California’s Supreme Court ruled on Thursday that the state’s bar can admit a man who graduated from law school and passed the state bar but is an undocumented immigrant.
“We conclude that there is no state law or state public policy that would justify precluding undocumented immigrants, as a class, from obtaining a law license in California,” the court concluded in its 34-page decision.
The unanimous ruling, written by Chief Justice Tani Cantil-Sakauye, concerned the case of Sergio C. Garcia, 36, who was born in Mexico in 1977 and taken to California by his parents when he was 17 months old.
He remained there until 1986, when he and his parents returned to Mexico. Eight years later, at age 17, Garcia again returned to California with his parents and without documentation, though his father had obtained permanent resident status in the United States.
That year, Garcia’s father filed an immigration visa petition on his son’s behalf, which federal immigration officials accepted in 1995. But, 19 years later, the visa has not been granted, even though Garcia has lived in the state since 1994.
After graduating from high school, he attended Butte College, California State University at Chico and Cal Northern School of Law, which awarded him a law degree in 2009. That year, he passed the California bar exam but was not admitted because of his immigration status, even though the body that issues the licenses — the Committee of Bar Examiners — recommended that he be allowed to practice.
The matter ended up in the California state court system.
The state’s Supreme Court noted that an argument had been made that an undocumented immigrant cannot properly take the oath of office “since he will be in violation of federal law while he takes the oath and at all times later until he either becomes legal or leaves the United States.”
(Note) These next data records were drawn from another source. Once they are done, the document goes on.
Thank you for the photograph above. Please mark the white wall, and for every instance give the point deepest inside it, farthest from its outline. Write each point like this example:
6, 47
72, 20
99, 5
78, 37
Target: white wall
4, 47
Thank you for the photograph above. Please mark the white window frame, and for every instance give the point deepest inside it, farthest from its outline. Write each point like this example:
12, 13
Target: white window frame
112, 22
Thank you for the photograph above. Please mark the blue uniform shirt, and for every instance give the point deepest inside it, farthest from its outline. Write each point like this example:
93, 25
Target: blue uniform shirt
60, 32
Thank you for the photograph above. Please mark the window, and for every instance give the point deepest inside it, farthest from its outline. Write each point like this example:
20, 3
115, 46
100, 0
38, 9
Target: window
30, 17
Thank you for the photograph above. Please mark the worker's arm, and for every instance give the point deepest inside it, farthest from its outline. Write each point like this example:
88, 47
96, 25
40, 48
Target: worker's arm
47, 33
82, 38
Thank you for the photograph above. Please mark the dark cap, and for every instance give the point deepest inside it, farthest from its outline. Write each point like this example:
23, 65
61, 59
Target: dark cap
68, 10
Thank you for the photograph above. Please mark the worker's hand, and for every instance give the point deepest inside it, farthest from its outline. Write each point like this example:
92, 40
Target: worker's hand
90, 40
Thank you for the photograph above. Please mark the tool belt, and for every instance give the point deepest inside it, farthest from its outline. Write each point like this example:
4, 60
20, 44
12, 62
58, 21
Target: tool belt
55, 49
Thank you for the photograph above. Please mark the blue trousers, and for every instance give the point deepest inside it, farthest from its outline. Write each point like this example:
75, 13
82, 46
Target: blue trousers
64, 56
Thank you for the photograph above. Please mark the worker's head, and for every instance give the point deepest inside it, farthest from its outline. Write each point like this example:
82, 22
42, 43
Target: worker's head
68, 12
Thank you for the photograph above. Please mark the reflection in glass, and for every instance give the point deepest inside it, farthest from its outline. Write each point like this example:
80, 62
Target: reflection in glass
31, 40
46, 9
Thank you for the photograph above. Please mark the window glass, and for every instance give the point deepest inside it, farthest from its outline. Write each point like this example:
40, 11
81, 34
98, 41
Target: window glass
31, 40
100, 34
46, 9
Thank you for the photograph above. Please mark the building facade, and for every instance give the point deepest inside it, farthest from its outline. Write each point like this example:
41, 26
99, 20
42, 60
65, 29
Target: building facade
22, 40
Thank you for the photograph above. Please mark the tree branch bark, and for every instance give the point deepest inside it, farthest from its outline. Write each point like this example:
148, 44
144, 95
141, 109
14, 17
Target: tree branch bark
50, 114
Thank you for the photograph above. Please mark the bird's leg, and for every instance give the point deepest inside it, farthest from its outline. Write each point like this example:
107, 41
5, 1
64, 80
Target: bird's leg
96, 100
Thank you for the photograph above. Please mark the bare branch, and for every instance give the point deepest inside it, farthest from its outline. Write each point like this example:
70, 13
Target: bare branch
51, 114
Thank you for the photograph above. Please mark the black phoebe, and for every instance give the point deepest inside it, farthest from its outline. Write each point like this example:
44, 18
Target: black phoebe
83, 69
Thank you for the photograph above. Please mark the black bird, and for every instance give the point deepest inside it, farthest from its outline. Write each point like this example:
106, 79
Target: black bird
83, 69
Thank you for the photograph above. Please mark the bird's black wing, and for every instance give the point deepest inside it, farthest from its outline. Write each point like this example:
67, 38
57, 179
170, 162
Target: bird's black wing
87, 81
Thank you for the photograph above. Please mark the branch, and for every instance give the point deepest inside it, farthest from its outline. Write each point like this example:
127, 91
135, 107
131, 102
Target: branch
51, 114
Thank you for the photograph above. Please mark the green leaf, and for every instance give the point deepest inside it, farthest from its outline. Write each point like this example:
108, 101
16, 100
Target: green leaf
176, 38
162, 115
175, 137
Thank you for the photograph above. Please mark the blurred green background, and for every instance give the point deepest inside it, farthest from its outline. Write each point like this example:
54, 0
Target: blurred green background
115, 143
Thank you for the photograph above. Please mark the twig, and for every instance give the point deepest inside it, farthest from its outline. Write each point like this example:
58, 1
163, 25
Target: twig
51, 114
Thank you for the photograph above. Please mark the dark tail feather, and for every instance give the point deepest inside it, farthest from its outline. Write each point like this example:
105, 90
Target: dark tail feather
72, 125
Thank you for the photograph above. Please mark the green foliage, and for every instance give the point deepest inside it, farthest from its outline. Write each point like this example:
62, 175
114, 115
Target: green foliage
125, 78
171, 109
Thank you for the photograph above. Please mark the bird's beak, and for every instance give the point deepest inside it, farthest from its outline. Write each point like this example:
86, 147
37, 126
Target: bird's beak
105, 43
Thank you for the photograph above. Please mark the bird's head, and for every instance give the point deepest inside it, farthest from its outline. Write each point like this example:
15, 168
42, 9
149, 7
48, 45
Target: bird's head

But it said prior cases in the state did not invariably support the proposition that, because an applicant’s conduct may violate a law, he was not qualified to be admitted to the bar or to take the oath of office.
It cited a 1966 case, Hallinan v. Committee of Bar Examiners, that concluded that “every intentional violation of the law is not, ipso facto, grounds for excluding an individual from membership in the legal profession.”
Immigration officials would be unlikely to pursue sanctions against an undocumented immigrant who had been living in the United States for years and educated in this country and whose sole unlawful conduct was his presence in this country.
“Under these circumstances, we conclude that the fact that an undocumented immigrant’s presence in this country violates federal statutes is not itself a sufficient or persuasive basis for denying undocumented immigrants, as a class, admission to the State Bar.”
The Obama administration opposed Garcia’s admission to the bar, saying that federal law demanded that legislation be enacted granting an undocumented immigrant the right to practice, according to a summary published by lawprofessors.typepad.com.
The Justice Department said no one was available to comment on the case.
Last year, the state legislature took up the matter, passing a bill that allowed the court to admit “an applicant who is not lawfully present in the United States [who] has fulfilled the requirements for admission to practice law…” That “greased the skids” in making the court’s work easier, said Dan Kowalski, editor of Bender’s Immigration Bulletin and himself an immigration attorney.
“I think it’s a natural, logical decision,” he told CNN in a telephone interview, adding that he expected other states to follow suit.